L'avocat fiscaliste Paul Ryan critique la lutte féroce que mène le gouvernement du Québec contre l'évasion fiscale. Dans un livre à paraître demain, il affirme que les cibles de récupération sont beaucoup trop ambitieuses, que le gouvernement est incapable de les atteindre. L'avocat craint même que l'économie du Québec souffre de cette bataille si le fisc continue de pousser des entreprises légitimes à la faillite avec des cotisations astronomiques.
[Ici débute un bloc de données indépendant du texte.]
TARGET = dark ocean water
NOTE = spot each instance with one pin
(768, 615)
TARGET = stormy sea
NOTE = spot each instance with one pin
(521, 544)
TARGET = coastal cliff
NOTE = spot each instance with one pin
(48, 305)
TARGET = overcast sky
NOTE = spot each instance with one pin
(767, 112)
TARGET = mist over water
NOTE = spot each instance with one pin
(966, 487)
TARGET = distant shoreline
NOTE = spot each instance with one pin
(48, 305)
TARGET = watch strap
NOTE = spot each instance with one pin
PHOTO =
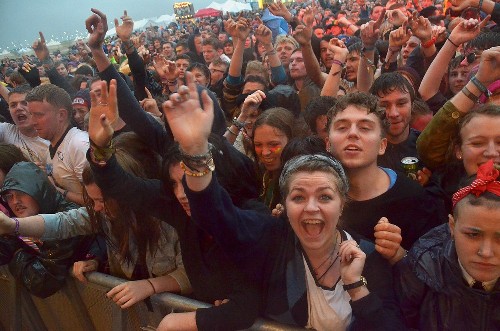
(361, 282)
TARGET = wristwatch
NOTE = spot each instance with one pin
(361, 282)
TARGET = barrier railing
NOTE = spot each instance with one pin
(79, 306)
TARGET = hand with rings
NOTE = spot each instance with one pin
(352, 261)
(103, 113)
(190, 123)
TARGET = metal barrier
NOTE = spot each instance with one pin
(79, 306)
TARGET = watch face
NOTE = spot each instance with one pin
(211, 164)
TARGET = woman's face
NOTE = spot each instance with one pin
(176, 173)
(21, 204)
(480, 142)
(458, 78)
(313, 206)
(477, 240)
(199, 77)
(268, 143)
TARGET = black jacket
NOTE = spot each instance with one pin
(433, 293)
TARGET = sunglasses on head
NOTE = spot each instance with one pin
(471, 13)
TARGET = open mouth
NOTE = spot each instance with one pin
(352, 148)
(313, 228)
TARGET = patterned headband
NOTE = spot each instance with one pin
(484, 182)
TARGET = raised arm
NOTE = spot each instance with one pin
(332, 83)
(487, 6)
(265, 36)
(433, 142)
(130, 110)
(370, 33)
(42, 53)
(303, 35)
(463, 32)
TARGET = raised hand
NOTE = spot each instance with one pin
(467, 30)
(103, 114)
(124, 31)
(251, 103)
(387, 238)
(40, 48)
(166, 69)
(127, 294)
(97, 25)
(230, 27)
(399, 37)
(489, 67)
(308, 18)
(149, 104)
(7, 224)
(303, 35)
(396, 17)
(263, 34)
(279, 9)
(243, 28)
(369, 34)
(459, 5)
(338, 49)
(421, 27)
(190, 123)
(352, 261)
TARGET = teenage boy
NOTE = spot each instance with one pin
(357, 130)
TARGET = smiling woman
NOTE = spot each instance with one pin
(310, 273)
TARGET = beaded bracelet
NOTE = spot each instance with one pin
(480, 86)
(469, 94)
(151, 285)
(452, 42)
(232, 132)
(16, 229)
(193, 173)
(337, 62)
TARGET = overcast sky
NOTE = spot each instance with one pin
(22, 19)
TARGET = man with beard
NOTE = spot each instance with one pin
(23, 133)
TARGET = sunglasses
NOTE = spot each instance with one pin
(471, 57)
(471, 13)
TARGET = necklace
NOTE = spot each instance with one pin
(329, 267)
(330, 256)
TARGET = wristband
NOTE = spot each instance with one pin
(429, 43)
(337, 62)
(469, 94)
(152, 285)
(16, 229)
(361, 282)
(480, 86)
(188, 172)
(232, 132)
(238, 124)
(452, 42)
(271, 52)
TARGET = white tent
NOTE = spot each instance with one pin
(165, 19)
(144, 23)
(52, 42)
(216, 5)
(231, 6)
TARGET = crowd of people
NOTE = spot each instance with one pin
(330, 165)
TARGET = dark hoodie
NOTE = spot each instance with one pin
(41, 272)
(27, 177)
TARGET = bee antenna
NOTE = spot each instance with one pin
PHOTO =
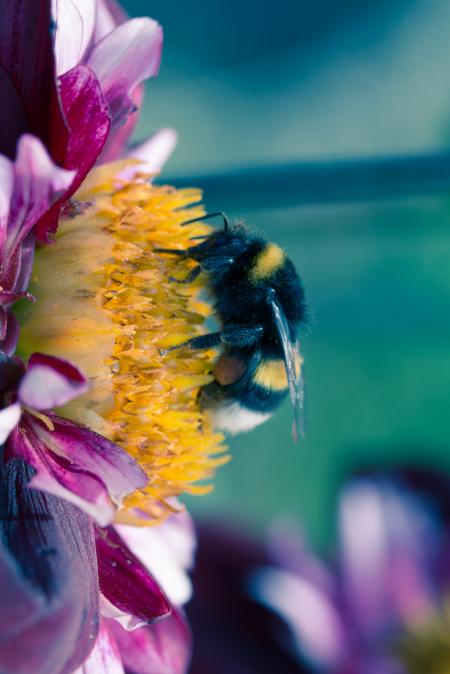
(207, 217)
La thèse défendue dans le livre Quand le fisc attaque, publié aux éditions La Presse, fait contrepoids aux arguments véhiculés par Revenu Québec sur l'efficacité de sa lutte contre l'évasion fiscale depuis deux ou trois ans.

«On est de moins en moins capable de les arrêter (les agents du Revenu Québec) parce qu'ils sont pressés de cotiser en raison d'objectifs qui sont trop ambitieux. Je voyais le découragement des entreprises que je représente. L'impact négatif que ça peut avoir sur l'économie. J'ai cru que c'était mon devoir, à 52 ans, de raconter ce que je vois», dit l'avocat de renom qui défend à temps plein des contribuables ayant le fisc aux trousses. Paul Ryan est aussi le fils de Claude Ryan, ancien éditorialiste du Devoir et ancien ministre libéral dans les gouvernements de Robert Bourassa.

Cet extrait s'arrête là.